As for the ambitious views I've been accused of, here is my only response: I want neither position nor pension. If I accepted the place of deputy in the National Convention it was in the hope of more effectively serving the fatherland...My only ambition is to assist in saving the people: let it be free and happy and all my wishes will be fulfilled.
Despotism has been destroyed and royalty abolished, but their henchmen aren’t defeated; the intriguers, the ambitious, the traitors, the plotters are still plotting against the fatherland; freedom still has many enemies.
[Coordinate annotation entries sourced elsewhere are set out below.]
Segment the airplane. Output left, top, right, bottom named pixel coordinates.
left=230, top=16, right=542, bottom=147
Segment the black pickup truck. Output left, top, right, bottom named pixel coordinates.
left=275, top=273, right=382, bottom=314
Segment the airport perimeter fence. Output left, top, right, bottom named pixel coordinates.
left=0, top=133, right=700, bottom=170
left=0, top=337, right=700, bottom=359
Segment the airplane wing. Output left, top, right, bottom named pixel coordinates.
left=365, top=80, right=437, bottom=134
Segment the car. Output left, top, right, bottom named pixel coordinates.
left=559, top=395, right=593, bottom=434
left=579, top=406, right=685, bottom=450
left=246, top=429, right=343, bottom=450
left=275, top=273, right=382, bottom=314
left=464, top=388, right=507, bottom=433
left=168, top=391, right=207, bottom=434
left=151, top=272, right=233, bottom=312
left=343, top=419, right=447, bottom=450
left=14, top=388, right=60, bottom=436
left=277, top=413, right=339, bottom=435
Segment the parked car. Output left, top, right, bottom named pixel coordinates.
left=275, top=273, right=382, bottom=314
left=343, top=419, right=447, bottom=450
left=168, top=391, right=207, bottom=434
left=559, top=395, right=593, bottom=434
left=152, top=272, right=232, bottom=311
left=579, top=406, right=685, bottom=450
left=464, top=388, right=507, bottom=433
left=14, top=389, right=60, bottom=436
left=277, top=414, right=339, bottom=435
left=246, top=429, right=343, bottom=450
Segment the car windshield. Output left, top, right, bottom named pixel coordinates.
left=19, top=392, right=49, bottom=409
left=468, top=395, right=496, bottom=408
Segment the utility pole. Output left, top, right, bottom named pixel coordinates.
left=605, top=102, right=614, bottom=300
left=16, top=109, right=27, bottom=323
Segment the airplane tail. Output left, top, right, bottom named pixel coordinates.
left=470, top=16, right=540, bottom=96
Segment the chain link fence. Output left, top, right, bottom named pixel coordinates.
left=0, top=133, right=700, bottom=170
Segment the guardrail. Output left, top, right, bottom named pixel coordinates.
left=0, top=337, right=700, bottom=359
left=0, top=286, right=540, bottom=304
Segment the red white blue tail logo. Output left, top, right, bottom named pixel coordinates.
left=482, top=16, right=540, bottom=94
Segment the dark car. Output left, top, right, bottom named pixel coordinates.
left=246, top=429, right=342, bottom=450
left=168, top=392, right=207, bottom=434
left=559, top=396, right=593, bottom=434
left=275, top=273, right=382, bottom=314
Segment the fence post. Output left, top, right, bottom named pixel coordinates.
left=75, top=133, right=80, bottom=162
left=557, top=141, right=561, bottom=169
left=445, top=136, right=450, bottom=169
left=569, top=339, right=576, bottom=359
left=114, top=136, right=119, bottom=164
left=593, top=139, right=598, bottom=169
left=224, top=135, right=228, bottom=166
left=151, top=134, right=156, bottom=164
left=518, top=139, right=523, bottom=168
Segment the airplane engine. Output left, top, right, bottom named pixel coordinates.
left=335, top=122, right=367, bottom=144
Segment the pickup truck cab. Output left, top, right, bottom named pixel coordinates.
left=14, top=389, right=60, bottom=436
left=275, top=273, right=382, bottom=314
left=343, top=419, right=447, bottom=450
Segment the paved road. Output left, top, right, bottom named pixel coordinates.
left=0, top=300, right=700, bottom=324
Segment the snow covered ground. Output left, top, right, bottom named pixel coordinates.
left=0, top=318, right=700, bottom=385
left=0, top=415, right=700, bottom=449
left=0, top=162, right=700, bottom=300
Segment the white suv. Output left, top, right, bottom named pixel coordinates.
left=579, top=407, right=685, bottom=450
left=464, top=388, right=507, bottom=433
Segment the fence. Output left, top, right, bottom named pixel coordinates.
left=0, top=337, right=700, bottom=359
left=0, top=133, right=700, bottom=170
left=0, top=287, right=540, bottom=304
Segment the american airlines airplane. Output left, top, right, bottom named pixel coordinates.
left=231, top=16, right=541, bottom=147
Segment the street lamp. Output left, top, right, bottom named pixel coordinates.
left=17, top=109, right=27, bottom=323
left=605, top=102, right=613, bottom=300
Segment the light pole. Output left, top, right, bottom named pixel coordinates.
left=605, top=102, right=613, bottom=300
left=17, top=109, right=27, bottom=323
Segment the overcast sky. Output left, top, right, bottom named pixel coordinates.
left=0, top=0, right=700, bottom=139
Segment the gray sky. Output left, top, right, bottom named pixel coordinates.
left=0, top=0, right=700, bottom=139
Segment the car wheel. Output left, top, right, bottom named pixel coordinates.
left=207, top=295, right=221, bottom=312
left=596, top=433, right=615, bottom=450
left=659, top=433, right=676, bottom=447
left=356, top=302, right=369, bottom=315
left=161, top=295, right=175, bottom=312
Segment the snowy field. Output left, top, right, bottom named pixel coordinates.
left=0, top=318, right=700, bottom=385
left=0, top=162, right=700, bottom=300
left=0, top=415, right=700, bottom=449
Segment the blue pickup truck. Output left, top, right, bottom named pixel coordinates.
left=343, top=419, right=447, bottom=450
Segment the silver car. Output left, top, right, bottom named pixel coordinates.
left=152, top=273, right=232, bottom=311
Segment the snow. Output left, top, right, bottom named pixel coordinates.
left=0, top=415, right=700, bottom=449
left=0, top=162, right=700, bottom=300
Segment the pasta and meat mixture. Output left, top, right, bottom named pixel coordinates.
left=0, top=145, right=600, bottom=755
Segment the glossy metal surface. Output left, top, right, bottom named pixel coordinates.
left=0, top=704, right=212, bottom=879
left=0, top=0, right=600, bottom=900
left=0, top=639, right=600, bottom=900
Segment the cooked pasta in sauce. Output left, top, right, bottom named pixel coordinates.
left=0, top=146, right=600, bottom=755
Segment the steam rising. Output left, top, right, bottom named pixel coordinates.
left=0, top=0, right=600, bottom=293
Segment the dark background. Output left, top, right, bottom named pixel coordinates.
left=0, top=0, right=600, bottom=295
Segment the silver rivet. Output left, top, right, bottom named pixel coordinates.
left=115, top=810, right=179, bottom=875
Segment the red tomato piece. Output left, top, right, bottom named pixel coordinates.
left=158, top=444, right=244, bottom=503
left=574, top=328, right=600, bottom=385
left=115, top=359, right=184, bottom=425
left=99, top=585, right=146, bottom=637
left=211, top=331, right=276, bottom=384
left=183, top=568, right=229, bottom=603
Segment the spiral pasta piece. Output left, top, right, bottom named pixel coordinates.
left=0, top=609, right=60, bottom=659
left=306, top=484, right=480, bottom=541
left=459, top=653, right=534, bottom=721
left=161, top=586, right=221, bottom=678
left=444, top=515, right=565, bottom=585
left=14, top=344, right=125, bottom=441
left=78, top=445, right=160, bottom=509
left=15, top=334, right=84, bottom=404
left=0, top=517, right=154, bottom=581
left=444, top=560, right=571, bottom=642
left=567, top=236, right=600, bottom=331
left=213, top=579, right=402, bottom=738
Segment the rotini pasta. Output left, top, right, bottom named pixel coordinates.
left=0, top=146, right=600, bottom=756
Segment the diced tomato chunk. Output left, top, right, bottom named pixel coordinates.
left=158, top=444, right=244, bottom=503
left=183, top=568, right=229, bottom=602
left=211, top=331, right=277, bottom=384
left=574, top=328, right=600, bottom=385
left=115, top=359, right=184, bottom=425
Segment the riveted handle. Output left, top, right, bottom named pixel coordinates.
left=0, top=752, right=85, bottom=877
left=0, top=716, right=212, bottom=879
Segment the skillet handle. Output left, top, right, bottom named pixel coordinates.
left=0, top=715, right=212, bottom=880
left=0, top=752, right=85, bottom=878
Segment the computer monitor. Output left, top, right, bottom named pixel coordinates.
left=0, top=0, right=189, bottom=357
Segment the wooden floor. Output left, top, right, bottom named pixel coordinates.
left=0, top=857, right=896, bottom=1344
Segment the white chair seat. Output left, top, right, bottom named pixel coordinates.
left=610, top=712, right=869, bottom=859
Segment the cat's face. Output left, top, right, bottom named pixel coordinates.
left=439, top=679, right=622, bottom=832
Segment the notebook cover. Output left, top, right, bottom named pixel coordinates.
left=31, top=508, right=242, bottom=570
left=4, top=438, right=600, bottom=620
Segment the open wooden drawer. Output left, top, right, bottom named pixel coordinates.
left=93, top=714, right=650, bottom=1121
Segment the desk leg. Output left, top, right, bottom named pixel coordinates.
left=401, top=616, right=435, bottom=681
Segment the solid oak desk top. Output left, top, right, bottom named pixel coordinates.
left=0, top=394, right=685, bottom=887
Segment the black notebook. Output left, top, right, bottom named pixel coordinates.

In order to see it triumph their projects must be uncovered, their plots must be unmasked, their intrigues must be foiled. They must be unmasked and repressed in our camps, in our sections, our municipalities, our Directories, our tribunals, in the National Convention itself. How can we arrive at this if the friends of the fatherland don’t agree among themselves, if they don’t unite their efforts? They all think we can defeat evil without any effort. So be it; I am ready to take the road judged effective by the defenders of the people, I must march with them. Sacred love of the fatherland, I've consecrated to you my waking hours and my rest, my days and all the faculties of my being. I immolate to you all my prejudices, my resentment, my hatred at the sight of attacks by the enemies of freedom, at the sight of their outrages against its children. I must stifle in my breast if I can the feelings of indignation that will arise there; I will hear without surrendering to rage the tales of the massacre of the elderly and children slaughtered by cowardly assassins; I will witness the maneuvers of the traitors to the fatherland without calling down on their criminal heads the sword of justice of popular revenge. Divinities of pure souls, grant me the strength to carry out this vow; never shall my pride or obstinacy lead me to approve the measures prescribed by wisdom; make me triumph over the impulses of feeling, and if transports of indignation should one day push me beyond the limits and compromise public salvation, let me die of pain before I can commit this fault.
The journal of the Friend of the People is too will known for me to give a detailed prospectus of the paper that replaces it. The unveiling of plots, the unmasking of traitors, the defense of the rights of the people, giving an account of the work of the Convention, following its march. Recalling to principles those of its members of stray from them, and consecrating my lights on the new constitution that will be given to France: this is the object of this journal.